Les parties sont avisées qu’elles peuvent se pourvoir en cassation contre cette ordonnance dans un délai de 2 mois à compter de cette notification, le pourvoi devant être formé par déclaration au greffe de la Cour de cassation, signé par un avocat au conseil d’Etat ou de la Cour de cassation.
Le greffier Le président
Reçu et pris connaissance le :
Monsieur [I] [O] ALIAS [K] [X]
Assisté d’un interprète
COUR D’APPEL D’AIX-EN-PROVENCE
Chambre 1-11, Rétentions Administratives
[Adresse 6]
Téléphone : [XXXXXXXX02] – [XXXXXXXX03] – [XXXXXXXX01]
Courriel : [Courriel 4]
Aix-en-Provence, le 07 Octobre 2025
À
— PREFECTURE DES BOUCHES DU RHONE
— Monsieur le directeur du centre de rétention administrative de [Localité 5]
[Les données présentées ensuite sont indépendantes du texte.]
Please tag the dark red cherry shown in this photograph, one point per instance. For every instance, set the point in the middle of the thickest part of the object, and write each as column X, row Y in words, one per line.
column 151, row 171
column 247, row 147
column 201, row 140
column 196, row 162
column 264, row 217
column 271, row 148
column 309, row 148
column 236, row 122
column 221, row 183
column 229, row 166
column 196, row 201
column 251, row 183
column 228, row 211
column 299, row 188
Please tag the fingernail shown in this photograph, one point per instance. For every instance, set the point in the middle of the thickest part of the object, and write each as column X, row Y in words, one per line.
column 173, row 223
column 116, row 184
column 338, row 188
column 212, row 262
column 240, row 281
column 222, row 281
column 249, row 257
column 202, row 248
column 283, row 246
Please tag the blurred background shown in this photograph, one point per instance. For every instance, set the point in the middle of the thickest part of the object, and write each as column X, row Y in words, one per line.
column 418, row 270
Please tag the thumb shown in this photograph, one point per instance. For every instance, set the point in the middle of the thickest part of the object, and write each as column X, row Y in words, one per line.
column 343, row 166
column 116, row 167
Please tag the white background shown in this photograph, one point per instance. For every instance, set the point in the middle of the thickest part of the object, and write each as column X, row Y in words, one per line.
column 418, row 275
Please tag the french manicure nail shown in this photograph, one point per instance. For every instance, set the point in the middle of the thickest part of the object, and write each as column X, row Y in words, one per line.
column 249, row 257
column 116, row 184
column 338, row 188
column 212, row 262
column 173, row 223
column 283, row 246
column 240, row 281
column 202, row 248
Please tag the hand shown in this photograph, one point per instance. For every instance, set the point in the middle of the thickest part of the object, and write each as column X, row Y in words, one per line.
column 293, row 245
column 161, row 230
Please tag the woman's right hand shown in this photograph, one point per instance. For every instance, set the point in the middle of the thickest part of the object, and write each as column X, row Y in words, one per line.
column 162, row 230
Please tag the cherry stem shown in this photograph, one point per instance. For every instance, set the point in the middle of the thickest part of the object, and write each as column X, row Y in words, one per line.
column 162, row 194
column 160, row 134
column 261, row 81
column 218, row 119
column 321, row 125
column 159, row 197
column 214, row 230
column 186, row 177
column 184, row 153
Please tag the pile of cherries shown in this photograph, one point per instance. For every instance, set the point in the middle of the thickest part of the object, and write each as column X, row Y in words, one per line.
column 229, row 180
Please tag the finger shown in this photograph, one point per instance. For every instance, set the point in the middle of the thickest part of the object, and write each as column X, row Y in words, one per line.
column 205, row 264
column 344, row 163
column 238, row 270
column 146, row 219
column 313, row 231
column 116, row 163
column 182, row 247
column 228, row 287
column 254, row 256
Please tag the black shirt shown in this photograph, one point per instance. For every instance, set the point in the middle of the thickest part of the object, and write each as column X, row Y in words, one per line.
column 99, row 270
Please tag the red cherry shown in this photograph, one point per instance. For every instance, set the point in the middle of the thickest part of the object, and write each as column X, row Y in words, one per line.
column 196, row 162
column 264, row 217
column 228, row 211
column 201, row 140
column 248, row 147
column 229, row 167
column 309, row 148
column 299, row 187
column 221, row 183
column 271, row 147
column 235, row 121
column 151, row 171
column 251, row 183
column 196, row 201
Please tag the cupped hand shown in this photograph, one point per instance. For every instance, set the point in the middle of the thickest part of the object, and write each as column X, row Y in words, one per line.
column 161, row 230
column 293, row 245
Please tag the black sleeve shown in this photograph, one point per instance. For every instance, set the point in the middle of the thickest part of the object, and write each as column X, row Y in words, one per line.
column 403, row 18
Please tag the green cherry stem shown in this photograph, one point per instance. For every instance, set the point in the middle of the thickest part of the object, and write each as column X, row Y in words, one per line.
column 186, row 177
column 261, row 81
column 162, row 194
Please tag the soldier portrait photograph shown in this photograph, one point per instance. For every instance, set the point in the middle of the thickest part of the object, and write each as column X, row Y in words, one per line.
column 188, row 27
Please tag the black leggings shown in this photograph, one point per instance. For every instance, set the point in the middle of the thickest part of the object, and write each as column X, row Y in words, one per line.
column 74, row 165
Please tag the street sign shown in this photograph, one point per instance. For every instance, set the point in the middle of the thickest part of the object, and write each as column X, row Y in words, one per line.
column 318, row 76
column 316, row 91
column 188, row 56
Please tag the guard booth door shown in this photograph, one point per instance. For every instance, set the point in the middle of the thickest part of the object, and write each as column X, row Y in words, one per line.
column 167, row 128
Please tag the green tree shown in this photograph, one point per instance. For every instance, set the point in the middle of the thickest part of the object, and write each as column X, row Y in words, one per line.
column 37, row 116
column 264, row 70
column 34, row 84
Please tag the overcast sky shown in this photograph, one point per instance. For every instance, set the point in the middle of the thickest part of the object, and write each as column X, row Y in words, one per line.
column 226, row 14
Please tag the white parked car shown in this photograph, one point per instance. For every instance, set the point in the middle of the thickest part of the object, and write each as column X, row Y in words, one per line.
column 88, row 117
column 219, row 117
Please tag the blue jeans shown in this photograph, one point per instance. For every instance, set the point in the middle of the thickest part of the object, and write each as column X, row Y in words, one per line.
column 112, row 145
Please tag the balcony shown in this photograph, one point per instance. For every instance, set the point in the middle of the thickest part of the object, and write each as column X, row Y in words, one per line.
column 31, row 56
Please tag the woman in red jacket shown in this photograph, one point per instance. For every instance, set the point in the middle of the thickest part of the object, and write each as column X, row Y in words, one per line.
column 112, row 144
— Monsieur le procureur général
— Monsieur le greffier du Juge des libertés et de la détention de [Localité 5]
— Maître Maeva LAURENS
NOTIFICATION D’UNE ORDONNANCE
J’ai l’honneur de vous notifier l’ordonnance ci-jointe rendue le 07 Octobre 2025, suite à l’appel interjeté par :
Monsieur [I] [O] ALIAS [K] [X]
né le 21 Octobre 1972 à [Localité 8] (TUNISIE) (99)
de nationalité Tunisienne
Je vous remercie de m’accuser réception du présent envoi.
Le greffier,
VOIE DE RECOURS
Nous prions Monsieur le directeur du centre de rétention administrative de bien vouloir indiquer au retenu qu’il peut se pourvoir en cassation contre cette ordonnance dans un délai de 2 mois à compter de cette notification, le pourvoi devant être formé par déclaration au greffe de la Cour de cassation.